Geçenlerde devletle iş yapan bir iş adamı arkadaşımızla beraberdik. Bakanlılardan ihale ile iş alan arkadaşımız “Yaptığımız işin parasını 3 aydır alamadık. Para ödemesi yapılamıyor. Ortada bir sıkışıklık var” diye yakındı.
Birçok iş adamının ve işletmenin de devletten alacaklarını tahsil edememesi nedeni ile iflas ettiği ve batmak durumunda kaldığı söylentilerini de sıkça duyar olduk.

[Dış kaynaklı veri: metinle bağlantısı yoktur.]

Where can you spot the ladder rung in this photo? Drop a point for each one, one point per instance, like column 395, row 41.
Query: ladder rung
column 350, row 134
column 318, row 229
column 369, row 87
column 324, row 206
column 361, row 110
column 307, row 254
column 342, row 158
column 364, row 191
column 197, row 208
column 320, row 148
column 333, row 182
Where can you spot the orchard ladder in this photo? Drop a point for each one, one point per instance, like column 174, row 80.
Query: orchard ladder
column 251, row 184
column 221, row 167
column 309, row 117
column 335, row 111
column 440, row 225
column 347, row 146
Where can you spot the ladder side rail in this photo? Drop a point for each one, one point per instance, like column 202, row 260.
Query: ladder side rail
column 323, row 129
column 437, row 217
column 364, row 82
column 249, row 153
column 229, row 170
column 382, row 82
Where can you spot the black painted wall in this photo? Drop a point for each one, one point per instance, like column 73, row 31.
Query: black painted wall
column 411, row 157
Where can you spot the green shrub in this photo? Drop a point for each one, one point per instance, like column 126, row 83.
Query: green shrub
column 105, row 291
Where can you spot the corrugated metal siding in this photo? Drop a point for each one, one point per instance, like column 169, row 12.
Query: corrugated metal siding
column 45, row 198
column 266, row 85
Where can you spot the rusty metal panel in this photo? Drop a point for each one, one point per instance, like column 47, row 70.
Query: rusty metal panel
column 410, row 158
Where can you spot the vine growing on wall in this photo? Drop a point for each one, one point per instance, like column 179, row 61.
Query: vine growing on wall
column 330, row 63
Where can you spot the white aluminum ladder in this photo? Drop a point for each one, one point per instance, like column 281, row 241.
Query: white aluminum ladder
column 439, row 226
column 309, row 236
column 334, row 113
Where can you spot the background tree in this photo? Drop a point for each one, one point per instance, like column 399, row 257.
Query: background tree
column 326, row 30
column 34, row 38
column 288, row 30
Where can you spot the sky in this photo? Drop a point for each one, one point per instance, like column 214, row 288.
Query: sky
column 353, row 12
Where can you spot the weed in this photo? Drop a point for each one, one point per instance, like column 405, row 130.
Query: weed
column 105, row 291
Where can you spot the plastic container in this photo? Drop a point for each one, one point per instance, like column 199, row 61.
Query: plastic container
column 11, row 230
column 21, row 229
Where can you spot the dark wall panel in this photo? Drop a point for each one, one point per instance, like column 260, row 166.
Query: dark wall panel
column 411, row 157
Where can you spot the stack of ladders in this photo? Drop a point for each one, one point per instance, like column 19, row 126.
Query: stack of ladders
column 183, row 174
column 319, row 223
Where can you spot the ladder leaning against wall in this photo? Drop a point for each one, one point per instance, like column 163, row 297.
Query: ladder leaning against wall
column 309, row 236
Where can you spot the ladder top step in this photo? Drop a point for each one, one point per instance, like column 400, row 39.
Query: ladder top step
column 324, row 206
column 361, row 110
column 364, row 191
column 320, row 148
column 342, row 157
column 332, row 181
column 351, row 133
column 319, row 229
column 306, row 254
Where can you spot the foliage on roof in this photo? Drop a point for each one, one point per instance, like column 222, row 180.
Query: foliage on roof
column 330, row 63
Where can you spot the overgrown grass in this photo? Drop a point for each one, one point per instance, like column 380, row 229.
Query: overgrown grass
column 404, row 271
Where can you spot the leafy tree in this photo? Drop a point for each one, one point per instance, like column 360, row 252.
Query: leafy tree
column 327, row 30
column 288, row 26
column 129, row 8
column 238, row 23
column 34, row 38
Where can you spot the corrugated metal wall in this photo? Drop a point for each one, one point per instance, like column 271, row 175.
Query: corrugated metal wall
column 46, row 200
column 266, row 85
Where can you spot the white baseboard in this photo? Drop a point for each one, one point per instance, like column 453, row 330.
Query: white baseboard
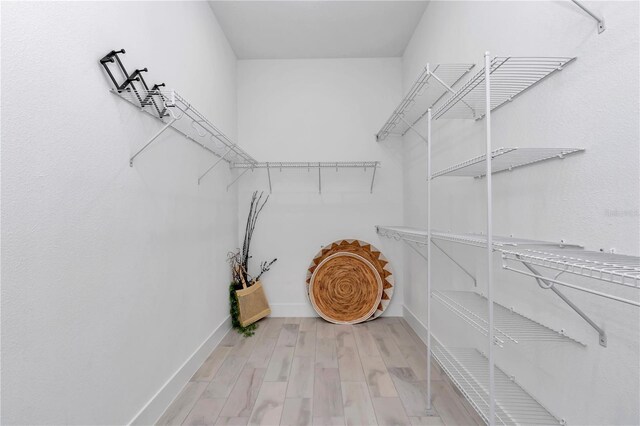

Bütün bu gelişmeler önümüzdeki dönemin ekonomik açıdan çok daha sıkıntılı geçebileceğini gösteriyor. Ekonomideki bu sıkıntılar alım gücünü düşürdüğü gibi pahalılığı ve ardından önlenmeyen enflasyonu da beraberinde getiriyor. Bu durum da bütçeleri daha da zorluyor.
Ekonomist Uğur Gürses nakit talebinin son beş yılın en düşük seviyesinde olduğunu belirtiyor., Bu durumun ekonomik durgunluğa işaret ettiğini ve alım gücünün azaldığını söylüyor. Ekonomist Gürses “ Kriz alım gücünü de, harcanabilir geliri de düşürdü. Sonucu nakde olan talebin düşmesi oldu. Yani banka hesabında nakdiniz yoksa ATM’den çekemiyorsunuz” diyor.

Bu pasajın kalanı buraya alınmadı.